Hopes fading for the manufacturing sector
Pessimism lingers even as tech backlog orders rose 3.7 pts to 50.8.
Manufacturing output, as measured by the monthly PMI, fell another 0.7 pt (-0.6 pt in July) to 49.1 last month. A mild expansion in output, +0.5 pt to 50.3, was offset by lower overall orders (-1.5 pts), inventory (-1 pt), imports (-1.4 pts) and employment (-1.4 pts).
According to CIMB, if there is any silver lining, it is that new export orders rose 0.2 pt (-0.9 pt in Jul) to 50.4 and backlog orders jumped 3 pts to 51.5, the first expansion in over a year.
Furthermore, despite stronger production amid weaker orders, finished goods inventories did not rise, dipping another 1.2 pts instead. The latter may drive stronger output in Sep.
Here's more from CIMB
Tech’s back in expansion
While overall manufacturing activities contracted further in Aug, it is encouraging to see tech back in expansion mode last month on the back of stronger export orders and output. After two consecutive months of decline, export orders rose 3.6 pts to 52.4 while output jumped 7.1 pts to a 2-year high of 56.3 (this is not a typo!). And with tech backlog orders rising 3.7 pts to 50.8, the near-term outlook for Singapore’s tech sector has suddenly taken a positive turn. While global macro conditions remain subdued, lean inventories will help
keep production stable.
While the poor PMI readings for the last two months (including those from key manufacturing countries including China, Japan, Korea and Taiwan) do not augur well for Singapore’s manufacturing, the latest tech PMI reading (tech accounts for about 33% weight of total manufacturing value-added) gives some hope that tech may finally contribute rather than remain a drag on overall manufacturing in 3Q12. Over the Jan-July period this year, tech subtracted 4.5% pts from overall manufacturing growth of 1.9% yoy. Fortunately, biomed manufacturing and transport engineering added 3.5% pts and 3% pts, respectively, to offset the tech drag. However, the poor overall PMI readings for the last two months suggest that the lift from non-tech manufacturing may be weakening in the face of increased global headwinds.
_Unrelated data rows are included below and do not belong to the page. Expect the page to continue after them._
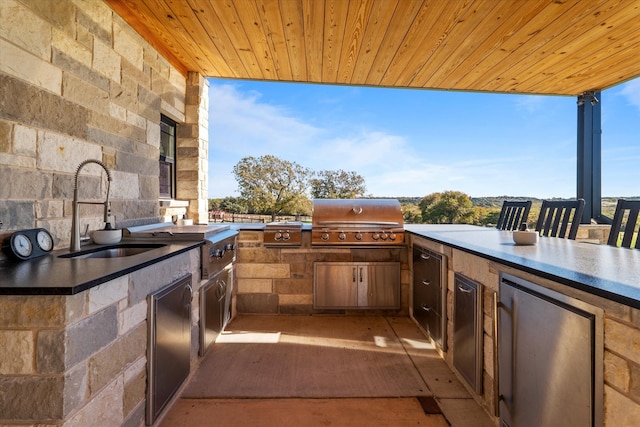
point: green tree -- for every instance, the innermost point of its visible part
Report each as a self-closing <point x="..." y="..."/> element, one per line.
<point x="234" y="205"/>
<point x="411" y="213"/>
<point x="271" y="185"/>
<point x="449" y="207"/>
<point x="337" y="185"/>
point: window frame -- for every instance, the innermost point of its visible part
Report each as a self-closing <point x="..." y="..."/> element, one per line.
<point x="167" y="160"/>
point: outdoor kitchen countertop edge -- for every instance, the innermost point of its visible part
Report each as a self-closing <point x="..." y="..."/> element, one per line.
<point x="609" y="272"/>
<point x="51" y="275"/>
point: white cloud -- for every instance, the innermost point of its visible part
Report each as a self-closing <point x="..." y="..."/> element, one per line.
<point x="631" y="90"/>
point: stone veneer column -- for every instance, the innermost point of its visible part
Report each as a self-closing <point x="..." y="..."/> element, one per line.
<point x="192" y="149"/>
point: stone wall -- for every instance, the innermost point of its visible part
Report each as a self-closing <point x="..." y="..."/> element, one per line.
<point x="81" y="360"/>
<point x="77" y="83"/>
<point x="621" y="334"/>
<point x="280" y="280"/>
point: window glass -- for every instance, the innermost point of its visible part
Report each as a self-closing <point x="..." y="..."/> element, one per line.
<point x="167" y="170"/>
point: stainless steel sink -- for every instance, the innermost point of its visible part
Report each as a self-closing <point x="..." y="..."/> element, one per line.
<point x="114" y="251"/>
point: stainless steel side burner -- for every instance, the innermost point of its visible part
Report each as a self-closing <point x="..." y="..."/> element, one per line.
<point x="283" y="234"/>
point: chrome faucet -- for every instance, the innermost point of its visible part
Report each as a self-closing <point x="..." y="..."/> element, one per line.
<point x="75" y="221"/>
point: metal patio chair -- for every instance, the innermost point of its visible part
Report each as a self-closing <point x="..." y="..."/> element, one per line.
<point x="555" y="216"/>
<point x="513" y="214"/>
<point x="624" y="221"/>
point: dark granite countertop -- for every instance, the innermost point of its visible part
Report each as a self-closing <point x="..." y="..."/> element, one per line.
<point x="606" y="271"/>
<point x="51" y="275"/>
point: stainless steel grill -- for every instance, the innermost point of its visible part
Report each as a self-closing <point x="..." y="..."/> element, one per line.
<point x="357" y="222"/>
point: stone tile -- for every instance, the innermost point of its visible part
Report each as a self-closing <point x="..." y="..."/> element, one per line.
<point x="136" y="417"/>
<point x="619" y="410"/>
<point x="104" y="410"/>
<point x="70" y="47"/>
<point x="30" y="68"/>
<point x="22" y="28"/>
<point x="106" y="61"/>
<point x="108" y="293"/>
<point x="131" y="317"/>
<point x="114" y="359"/>
<point x="83" y="93"/>
<point x="15" y="215"/>
<point x="75" y="388"/>
<point x="19" y="394"/>
<point x="622" y="339"/>
<point x="6" y="139"/>
<point x="62" y="153"/>
<point x="59" y="13"/>
<point x="97" y="17"/>
<point x="252" y="286"/>
<point x="127" y="44"/>
<point x="17" y="353"/>
<point x="616" y="371"/>
<point x="29" y="104"/>
<point x="634" y="389"/>
<point x="24" y="311"/>
<point x="90" y="335"/>
<point x="24" y="140"/>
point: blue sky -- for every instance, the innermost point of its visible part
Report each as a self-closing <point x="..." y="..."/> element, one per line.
<point x="415" y="142"/>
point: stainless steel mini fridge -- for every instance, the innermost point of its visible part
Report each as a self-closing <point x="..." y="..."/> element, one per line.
<point x="550" y="357"/>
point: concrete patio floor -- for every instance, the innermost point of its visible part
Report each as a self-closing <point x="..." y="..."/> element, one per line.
<point x="324" y="371"/>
Furthermore, sentiments in Singapore’s service-producing sector have been affected via trade and financial linkages. Service sector growth contracted 0.6% qoq on a SAAR basis due to weaker trade-related services while some business and hospitality-related services also struggled. Therefore, Singapore’s 2H12 growth may undershoot our current 4-4.2% forecast (1H12: 1.7%).